It's been a year and change since I last wrote anything on this blog. Since then, a lot has happened.

  1. I changed jobs.
  2. I'm not deploying Chef anymore (or maybe I am. Or not. Ask me again in three months).
  3. I'm not an engineer anymore (except when I am).

That last one is perhaps the biggest change in my situation. Sometime last year I accepted an offer to manage the Client Engineering team I was part of. When I switched jobs this year, I got hired into a broader IT Manager position.

I now work for a startup in Silicon Valley (with those sweet, sweet stock options or something), running a decent chunk of employee-facing IT resources, from Help Desk (which I promptly renamed to something more appropriate) to SaaS/DaaS services, to AWS things. Which, sadly, has led to precious little time to do much engineering.

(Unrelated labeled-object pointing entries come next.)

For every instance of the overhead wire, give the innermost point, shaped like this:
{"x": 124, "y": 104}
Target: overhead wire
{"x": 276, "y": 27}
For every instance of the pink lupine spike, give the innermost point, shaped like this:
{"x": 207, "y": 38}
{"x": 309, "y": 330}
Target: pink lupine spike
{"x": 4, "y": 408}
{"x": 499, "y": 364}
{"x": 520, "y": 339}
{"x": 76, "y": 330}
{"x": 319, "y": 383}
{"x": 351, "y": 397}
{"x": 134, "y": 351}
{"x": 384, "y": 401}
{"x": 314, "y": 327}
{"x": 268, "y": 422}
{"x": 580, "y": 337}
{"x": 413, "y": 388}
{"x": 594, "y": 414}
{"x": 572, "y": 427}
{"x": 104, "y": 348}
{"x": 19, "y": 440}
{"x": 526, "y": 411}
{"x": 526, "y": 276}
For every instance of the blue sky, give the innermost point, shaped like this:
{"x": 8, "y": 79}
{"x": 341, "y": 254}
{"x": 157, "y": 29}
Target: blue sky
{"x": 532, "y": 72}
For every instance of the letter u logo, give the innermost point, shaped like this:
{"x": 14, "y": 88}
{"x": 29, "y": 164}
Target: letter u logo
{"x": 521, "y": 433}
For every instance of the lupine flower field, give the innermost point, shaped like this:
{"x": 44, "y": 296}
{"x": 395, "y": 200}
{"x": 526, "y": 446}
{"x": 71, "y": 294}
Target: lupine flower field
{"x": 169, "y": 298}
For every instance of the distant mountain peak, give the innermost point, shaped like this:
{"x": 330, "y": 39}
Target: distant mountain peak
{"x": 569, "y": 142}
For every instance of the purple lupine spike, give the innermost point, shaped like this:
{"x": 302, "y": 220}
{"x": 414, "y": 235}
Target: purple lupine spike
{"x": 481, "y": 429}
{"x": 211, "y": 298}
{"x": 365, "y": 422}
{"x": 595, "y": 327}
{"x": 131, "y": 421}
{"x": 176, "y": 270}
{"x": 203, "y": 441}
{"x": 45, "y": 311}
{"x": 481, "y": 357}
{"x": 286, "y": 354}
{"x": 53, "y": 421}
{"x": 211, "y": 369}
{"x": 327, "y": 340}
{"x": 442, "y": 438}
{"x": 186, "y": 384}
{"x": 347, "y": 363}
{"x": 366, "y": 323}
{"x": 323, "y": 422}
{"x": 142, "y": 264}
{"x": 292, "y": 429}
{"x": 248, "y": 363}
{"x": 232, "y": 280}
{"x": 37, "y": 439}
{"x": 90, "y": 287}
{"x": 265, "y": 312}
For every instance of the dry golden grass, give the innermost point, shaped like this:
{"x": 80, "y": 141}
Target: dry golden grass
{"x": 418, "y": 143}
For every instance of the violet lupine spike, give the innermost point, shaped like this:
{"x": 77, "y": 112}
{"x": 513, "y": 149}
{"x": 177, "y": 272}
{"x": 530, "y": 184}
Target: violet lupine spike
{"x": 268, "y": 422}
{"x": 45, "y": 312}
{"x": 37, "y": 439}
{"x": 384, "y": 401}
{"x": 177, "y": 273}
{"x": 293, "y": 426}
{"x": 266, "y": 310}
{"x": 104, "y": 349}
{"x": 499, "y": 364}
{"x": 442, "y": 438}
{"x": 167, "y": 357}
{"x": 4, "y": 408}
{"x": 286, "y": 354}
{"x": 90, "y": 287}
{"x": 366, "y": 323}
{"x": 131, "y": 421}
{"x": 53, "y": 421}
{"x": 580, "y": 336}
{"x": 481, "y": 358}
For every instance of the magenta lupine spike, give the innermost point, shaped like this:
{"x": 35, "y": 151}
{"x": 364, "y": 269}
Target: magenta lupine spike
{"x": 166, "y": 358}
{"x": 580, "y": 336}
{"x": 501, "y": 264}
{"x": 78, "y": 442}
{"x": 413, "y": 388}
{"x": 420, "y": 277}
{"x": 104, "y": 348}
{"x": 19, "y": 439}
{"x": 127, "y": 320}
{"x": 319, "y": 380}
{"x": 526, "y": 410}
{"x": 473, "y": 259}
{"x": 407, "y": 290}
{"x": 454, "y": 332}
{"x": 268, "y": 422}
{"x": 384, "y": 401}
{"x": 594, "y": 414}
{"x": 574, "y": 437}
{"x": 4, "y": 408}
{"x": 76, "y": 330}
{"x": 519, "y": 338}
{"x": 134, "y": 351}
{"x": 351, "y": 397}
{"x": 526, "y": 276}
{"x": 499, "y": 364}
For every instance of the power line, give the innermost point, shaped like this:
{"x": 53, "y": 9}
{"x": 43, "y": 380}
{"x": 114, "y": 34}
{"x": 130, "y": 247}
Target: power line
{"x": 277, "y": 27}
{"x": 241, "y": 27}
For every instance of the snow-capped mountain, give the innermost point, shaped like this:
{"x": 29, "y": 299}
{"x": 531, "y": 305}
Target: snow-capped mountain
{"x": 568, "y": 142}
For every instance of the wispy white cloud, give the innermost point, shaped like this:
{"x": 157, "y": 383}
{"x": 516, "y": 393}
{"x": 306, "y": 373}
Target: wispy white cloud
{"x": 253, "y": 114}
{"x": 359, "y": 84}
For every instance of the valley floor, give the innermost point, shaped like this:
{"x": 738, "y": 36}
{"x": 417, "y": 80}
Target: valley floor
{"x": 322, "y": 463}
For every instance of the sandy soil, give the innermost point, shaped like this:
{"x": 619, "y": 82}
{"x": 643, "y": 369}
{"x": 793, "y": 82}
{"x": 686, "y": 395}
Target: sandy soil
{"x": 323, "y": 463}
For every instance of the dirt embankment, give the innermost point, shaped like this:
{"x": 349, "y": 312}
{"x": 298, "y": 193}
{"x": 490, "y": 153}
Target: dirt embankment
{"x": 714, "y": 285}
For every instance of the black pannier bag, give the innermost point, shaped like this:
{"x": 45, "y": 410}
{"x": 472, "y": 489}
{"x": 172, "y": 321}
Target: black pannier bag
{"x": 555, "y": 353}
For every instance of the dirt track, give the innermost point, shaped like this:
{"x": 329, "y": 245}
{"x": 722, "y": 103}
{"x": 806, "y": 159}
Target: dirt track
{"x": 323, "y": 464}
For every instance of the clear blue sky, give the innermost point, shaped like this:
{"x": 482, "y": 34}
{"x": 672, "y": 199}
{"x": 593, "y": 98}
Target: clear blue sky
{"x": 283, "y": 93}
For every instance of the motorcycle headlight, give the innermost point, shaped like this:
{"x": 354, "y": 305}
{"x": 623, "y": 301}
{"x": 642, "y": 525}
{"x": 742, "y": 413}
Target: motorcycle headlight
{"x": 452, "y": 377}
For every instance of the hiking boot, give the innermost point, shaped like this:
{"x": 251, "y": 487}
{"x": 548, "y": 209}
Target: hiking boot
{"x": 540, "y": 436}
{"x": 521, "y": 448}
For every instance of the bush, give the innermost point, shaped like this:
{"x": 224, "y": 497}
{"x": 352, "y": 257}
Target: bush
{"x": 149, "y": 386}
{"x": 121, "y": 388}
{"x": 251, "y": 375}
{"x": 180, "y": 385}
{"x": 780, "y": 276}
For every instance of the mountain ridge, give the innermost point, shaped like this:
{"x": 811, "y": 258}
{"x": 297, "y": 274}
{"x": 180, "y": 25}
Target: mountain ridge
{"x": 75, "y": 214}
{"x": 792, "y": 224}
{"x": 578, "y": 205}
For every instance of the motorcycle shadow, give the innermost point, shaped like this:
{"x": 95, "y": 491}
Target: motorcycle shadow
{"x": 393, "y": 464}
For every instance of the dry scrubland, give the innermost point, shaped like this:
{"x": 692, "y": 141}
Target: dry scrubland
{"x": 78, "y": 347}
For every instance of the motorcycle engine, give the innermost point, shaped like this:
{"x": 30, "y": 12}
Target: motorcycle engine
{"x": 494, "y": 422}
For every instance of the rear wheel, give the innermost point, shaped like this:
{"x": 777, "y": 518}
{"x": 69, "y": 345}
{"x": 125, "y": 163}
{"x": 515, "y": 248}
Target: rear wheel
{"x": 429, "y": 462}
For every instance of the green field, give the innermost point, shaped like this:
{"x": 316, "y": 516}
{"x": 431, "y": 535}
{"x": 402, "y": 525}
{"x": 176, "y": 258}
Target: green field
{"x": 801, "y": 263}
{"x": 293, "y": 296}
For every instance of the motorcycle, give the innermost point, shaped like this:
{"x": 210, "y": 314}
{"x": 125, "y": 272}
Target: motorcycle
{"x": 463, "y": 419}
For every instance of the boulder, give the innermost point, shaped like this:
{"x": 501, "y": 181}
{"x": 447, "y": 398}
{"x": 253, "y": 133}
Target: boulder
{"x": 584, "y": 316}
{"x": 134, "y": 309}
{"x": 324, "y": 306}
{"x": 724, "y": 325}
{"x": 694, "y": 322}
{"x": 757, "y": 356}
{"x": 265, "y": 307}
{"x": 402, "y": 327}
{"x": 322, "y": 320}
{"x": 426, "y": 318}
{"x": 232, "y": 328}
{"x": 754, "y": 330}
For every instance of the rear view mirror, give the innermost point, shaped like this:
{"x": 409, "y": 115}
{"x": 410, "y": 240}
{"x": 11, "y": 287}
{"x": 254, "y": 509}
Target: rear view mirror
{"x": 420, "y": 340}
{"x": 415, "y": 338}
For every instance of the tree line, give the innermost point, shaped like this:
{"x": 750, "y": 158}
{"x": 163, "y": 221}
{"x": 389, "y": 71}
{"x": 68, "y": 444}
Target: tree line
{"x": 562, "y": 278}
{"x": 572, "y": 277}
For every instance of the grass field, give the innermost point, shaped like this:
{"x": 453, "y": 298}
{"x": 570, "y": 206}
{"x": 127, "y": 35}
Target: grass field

Yet this has brought some new opportunities. For one, this place is a Munki/AirWatch/Jumpcloud shop. For another, I have considerably greater free reign to do a few things I wanted to do before (more on this later).

So, step 1? Move Munki to AWS. Which I promptly started to do by creating a new VPC, setting up EC2 servers, an ELB for the front-end, a staging server, GitHub repos, all that good stuff. In the meantime I started learning a bit of Terraform because that's what DevOps here uses and I plan on Terraforming my AWS setup once I learn enough to be comfortable (more on this later too).

Then yesterday one of my colleagues sent me this tweet from Graham Gilbert.

Side note: the "other things" Graham mentioned was his Movember campaign which you should absolutely support. I did.

The blog post is short and to the point, and made me smack myself in the head. I know a bit of Terraform. Why didn't I just go this route to begin with?

My planned infrastructure can easily be adapted to Graham's setup. I want our Munki repo git-controlled and, more importantly, I want my people to work in their own branches and do pull requests to a Staging branch. Then, once I approve the changes, they set up a second pull request to merge said changes from Staging to Master. Deploy keys are then used to automatically pull the updated Master repo into our prod instance and then it's made available to the world.

This is easily adapted to Graham's setup by then having the awscli tools running on the 'prod' EC2 instance which can then sync everything over to the S3 bucket.

So, next step: sketch all of this out in Terraform. Which I'll get right on this weekend.